New Suspended Bed

After being shelved due to a busy year (having a baby and starting a new company took a little time) the new suspended beds are getting close to being almost ready. The tubing has (finally) been ordered, and the remaining parts should be machined sometime in January, depending on when the tubing actually arrives from the metal supplier. As soon as I get a little more time, the wood version will be following close behind.
8 Comments:
I'm a little lost as to the purpose of the suspended bed design? It appears fully constrained, so it won't swing. It still has to be 'mounted' on the floor, so it's not much of a space saver, and no place for under-bed storage. With the extra structure well above the surface of the mattress, I can imagine that it would be very easy to bump knees and other appendages on cables etc. getting in and out of bed.
Also, as an engineer-cum-designer, I'm a little dubious of the phrase "Advanced engineering" for holding the matress platform completely rigid. Was the structure analyzed as a grouping of beams to estimate deflectin under load? Or was the CAD model imported into a Finite Element Analysis package and analyzed for its rigidity? And what is "completely rigid"? What kind of 'advanced engineering' practices were used?

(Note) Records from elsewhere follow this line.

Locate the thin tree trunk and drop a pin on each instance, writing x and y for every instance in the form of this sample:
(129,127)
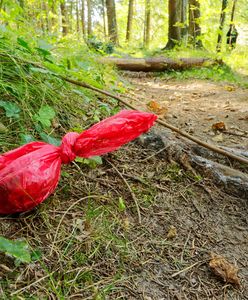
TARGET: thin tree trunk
(77,15)
(89,14)
(112,23)
(129,20)
(194,24)
(184,29)
(222,21)
(63,16)
(147,27)
(104,19)
(174,32)
(83,17)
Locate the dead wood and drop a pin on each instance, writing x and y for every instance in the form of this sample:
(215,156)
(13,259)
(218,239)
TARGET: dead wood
(186,154)
(158,64)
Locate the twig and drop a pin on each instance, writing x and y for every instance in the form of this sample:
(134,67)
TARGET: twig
(167,125)
(159,121)
(187,268)
(32,284)
(61,220)
(130,190)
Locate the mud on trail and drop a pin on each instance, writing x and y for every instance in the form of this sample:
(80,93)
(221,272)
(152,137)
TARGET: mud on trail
(91,244)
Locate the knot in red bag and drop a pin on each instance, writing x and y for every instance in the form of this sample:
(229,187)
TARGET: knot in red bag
(29,174)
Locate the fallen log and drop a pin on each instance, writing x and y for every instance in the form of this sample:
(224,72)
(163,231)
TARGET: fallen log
(158,64)
(186,154)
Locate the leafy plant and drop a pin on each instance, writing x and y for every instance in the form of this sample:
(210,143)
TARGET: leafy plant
(17,249)
(45,116)
(11,109)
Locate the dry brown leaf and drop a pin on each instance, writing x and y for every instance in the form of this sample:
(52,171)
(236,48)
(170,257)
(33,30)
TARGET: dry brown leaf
(218,138)
(157,108)
(172,233)
(225,270)
(220,126)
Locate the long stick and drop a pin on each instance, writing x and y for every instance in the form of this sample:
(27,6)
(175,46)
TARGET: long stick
(167,125)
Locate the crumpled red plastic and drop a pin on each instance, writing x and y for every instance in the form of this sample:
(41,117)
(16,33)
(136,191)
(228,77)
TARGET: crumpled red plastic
(29,174)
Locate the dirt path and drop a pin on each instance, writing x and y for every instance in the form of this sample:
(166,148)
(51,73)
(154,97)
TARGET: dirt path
(90,242)
(194,106)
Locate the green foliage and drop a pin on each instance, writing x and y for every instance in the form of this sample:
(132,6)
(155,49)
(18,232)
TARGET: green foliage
(11,109)
(16,249)
(45,115)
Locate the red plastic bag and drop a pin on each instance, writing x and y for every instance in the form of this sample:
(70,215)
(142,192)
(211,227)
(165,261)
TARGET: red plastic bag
(29,174)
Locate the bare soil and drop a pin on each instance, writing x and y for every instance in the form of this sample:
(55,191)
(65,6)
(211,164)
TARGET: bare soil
(94,248)
(195,105)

Don't get me wrong, it's an intriguing design, but I feel that some of the ways in which 'engineering' is incorporated into the description may be misleading. If, on the other hand, you would like to perform mechanical analysis on the platform's structure, I may be able to help.
-simon
Thanks for the comments. Actually, it was indeed designed using FEA software (Cosmos to be exact). I'm an engineer, and before I started doing furniture, I worked on things that required much more difficult engineering (cars and airplanes). Of course it's not "completely rigid" per se; it will deflect under load just like anything else. The phrase was used because most people assume that the thing swings or moves, which it doesn't.
Purpose? Coolness primarily. :) If you just want to sleep, a mattress on the floor is as good as any bed.

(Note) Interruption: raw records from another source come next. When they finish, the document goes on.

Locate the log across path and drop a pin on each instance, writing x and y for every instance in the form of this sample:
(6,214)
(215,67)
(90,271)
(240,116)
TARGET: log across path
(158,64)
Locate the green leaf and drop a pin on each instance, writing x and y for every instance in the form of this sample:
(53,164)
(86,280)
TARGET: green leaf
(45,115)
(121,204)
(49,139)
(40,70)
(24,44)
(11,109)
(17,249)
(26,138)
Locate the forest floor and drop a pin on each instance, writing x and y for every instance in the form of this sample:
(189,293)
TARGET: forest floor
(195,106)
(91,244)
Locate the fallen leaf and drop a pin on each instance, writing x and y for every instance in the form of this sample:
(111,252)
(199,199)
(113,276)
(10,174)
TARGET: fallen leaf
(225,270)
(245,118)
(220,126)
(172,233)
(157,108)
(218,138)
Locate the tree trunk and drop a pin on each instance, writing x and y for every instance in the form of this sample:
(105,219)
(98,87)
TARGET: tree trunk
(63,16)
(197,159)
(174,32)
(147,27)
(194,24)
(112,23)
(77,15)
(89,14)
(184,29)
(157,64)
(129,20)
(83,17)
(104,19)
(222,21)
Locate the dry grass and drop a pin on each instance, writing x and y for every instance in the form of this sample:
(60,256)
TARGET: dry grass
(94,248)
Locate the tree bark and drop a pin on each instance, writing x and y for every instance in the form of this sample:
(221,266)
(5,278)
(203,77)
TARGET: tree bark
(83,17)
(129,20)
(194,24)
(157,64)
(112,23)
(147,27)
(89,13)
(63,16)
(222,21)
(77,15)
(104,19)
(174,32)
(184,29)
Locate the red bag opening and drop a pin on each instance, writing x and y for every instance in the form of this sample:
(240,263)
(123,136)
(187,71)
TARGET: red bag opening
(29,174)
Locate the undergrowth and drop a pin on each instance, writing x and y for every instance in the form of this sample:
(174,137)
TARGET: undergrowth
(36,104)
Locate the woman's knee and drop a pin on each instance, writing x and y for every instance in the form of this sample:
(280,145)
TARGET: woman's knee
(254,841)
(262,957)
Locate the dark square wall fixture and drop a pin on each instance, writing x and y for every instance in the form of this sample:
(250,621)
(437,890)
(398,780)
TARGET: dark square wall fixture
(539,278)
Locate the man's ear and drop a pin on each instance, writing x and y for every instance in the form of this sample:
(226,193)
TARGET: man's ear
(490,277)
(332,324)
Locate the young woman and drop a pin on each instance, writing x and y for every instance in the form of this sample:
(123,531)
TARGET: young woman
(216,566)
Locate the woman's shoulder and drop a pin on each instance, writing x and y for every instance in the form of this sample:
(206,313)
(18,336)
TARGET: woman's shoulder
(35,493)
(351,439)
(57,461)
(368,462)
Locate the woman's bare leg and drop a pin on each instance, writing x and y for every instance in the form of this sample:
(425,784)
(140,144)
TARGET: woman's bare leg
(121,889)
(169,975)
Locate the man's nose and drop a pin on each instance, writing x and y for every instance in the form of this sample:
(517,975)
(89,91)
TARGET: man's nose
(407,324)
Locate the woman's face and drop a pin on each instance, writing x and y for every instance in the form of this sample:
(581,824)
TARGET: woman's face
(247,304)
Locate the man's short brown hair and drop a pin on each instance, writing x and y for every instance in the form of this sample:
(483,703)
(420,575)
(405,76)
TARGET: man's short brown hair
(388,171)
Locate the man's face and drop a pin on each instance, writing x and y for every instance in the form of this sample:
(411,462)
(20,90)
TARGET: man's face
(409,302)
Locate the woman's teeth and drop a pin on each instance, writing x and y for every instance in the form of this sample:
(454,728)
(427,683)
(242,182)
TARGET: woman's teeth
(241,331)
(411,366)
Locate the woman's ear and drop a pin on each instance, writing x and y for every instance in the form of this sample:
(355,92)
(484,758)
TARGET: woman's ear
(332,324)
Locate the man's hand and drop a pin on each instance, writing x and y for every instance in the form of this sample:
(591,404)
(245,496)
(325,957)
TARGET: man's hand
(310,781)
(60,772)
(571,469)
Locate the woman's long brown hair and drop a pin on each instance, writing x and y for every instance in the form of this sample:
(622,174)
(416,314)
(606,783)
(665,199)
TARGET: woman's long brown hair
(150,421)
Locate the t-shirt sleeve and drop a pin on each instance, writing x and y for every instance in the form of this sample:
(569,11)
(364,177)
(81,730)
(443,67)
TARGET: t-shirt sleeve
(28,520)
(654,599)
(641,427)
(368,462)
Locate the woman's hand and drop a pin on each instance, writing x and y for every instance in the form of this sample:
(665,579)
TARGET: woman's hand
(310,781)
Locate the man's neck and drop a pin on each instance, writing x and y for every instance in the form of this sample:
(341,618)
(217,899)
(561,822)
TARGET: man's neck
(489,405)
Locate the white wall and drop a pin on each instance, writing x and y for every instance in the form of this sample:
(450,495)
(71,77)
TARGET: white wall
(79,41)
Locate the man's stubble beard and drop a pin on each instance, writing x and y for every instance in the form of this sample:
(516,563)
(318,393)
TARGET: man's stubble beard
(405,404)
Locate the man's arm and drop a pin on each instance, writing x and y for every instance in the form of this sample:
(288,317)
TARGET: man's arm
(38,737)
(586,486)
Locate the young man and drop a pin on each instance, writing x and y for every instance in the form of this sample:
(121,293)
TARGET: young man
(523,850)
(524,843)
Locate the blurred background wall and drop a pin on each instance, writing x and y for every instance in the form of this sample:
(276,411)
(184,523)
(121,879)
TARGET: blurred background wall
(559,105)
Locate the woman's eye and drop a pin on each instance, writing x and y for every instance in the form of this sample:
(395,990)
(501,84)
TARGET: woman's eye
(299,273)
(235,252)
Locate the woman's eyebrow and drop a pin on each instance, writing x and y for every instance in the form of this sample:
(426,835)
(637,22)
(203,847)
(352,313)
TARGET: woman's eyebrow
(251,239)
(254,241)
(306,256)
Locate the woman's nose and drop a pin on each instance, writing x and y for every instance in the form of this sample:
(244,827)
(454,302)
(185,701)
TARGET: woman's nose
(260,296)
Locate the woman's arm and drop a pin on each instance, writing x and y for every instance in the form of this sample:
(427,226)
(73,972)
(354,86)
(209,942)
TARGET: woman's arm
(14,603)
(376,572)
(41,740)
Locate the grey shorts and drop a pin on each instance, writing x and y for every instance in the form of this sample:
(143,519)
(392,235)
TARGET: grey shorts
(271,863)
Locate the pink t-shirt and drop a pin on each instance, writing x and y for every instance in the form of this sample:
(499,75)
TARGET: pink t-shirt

reading through the comments about how the bed is held in check with the cables/rope I was wondering what it might be like if the posts
at either end of the bed had integral springs to give cushion to the suspension?
Interesting idea. I think an easier way of doing it would be to integrate springs into the top cables. The hard part would be getting the spring rate right, considering the wide range of loads you have to accomodate.

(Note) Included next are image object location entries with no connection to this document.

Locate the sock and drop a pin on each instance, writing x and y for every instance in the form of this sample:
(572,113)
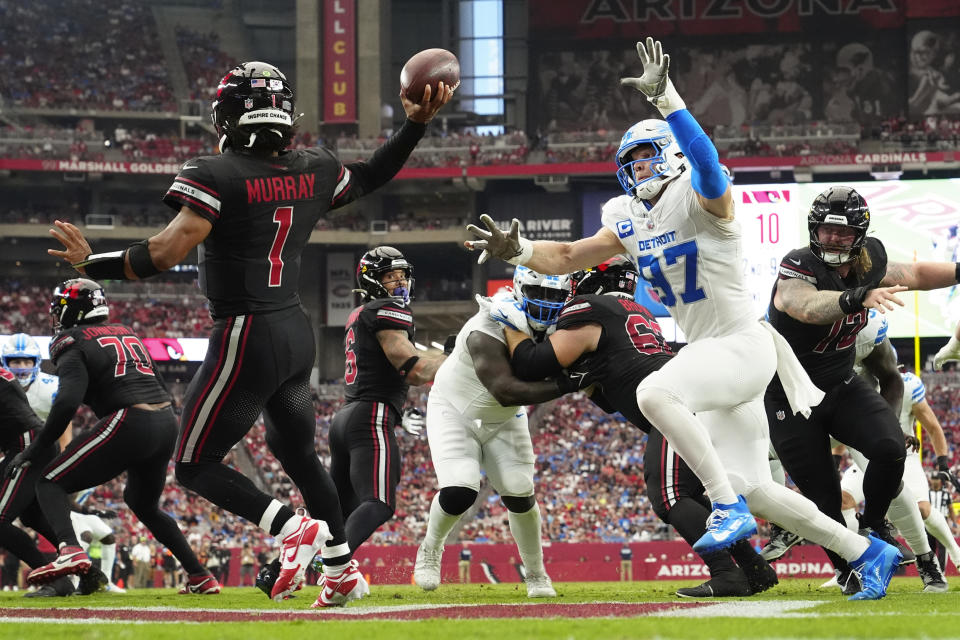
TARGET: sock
(689,438)
(796,513)
(905,516)
(850,517)
(937,525)
(108,559)
(525,528)
(439,525)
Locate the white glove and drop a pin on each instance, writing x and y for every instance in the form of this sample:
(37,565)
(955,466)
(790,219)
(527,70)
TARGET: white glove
(506,310)
(413,421)
(655,82)
(950,351)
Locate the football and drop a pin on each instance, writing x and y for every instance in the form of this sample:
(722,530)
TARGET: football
(430,66)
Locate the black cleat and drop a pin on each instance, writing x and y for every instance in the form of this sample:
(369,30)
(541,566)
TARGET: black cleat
(780,542)
(59,588)
(760,577)
(929,569)
(885,533)
(92,581)
(729,584)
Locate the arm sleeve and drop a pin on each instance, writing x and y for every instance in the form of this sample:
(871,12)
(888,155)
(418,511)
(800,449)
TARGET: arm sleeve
(385,163)
(535,361)
(708,178)
(73,386)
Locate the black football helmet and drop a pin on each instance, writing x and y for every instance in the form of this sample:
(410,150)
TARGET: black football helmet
(254,107)
(78,301)
(840,206)
(615,276)
(377,262)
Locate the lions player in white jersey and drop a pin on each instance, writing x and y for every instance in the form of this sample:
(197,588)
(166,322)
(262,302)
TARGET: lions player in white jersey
(477,419)
(21,356)
(677,221)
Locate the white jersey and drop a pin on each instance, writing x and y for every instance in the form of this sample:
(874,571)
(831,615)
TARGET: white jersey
(457,382)
(41,393)
(913,393)
(692,259)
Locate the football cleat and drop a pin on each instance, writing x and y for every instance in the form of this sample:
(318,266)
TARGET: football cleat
(426,570)
(885,533)
(726,584)
(336,592)
(69,560)
(874,569)
(540,586)
(296,551)
(929,569)
(204,584)
(726,525)
(780,542)
(59,588)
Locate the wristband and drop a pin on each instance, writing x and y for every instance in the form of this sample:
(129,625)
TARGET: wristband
(943,464)
(408,366)
(851,300)
(140,261)
(103,266)
(526,252)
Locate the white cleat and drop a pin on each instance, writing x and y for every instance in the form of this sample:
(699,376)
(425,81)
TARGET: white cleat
(426,571)
(540,586)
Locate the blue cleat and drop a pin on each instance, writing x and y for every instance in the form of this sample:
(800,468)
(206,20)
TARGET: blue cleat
(875,568)
(728,524)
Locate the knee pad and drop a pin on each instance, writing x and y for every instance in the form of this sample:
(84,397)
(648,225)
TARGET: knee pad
(518,505)
(456,500)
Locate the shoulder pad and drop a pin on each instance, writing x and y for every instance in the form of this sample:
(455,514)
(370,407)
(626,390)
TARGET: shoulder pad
(60,344)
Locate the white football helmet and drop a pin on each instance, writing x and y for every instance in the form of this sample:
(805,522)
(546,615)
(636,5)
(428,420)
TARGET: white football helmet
(21,346)
(666,164)
(542,296)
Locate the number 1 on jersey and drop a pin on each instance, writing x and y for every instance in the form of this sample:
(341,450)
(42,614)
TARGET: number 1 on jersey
(283,216)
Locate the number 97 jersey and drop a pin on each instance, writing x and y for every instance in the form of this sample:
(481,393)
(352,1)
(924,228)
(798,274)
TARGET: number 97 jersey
(691,258)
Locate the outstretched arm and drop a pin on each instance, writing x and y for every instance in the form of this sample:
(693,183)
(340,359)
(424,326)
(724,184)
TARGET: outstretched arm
(708,179)
(543,256)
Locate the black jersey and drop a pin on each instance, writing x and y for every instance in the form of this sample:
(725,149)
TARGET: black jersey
(826,351)
(369,374)
(16,416)
(630,348)
(263,210)
(110,357)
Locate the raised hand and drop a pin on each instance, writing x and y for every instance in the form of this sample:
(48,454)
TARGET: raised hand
(655,82)
(493,242)
(76,248)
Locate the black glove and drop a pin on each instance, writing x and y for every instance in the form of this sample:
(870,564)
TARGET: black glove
(943,464)
(21,461)
(449,344)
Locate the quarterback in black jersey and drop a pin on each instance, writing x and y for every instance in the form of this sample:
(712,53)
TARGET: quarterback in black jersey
(820,304)
(251,210)
(608,343)
(107,367)
(381,363)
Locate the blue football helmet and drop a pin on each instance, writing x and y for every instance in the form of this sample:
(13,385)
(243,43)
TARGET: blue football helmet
(21,346)
(542,296)
(666,164)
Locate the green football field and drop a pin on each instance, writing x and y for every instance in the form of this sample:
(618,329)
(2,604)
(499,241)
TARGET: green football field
(602,611)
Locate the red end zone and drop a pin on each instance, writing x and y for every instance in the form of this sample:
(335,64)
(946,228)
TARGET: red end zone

I couldn't tell, so this suspended bed is also attached to the floor? Why? Is this a structural imparative?
No, not attached. It just rests on the floor like any other bed.
hi,
just wondered if you were considering producing an aftermarket headboard of some type for those who want. Having slept with no wall or headboard at the top of my bed for some time i am well aquainted with how irritating it can be when all your pillows fall off the top in the middle of the night or when you try and sit up in bed.
neil
Hi Neil-
I considered it for a while, but never came up with a really satisfying solution. You're right, I slept on this bed for years, and I move around a lot, so my pillows were always falling off.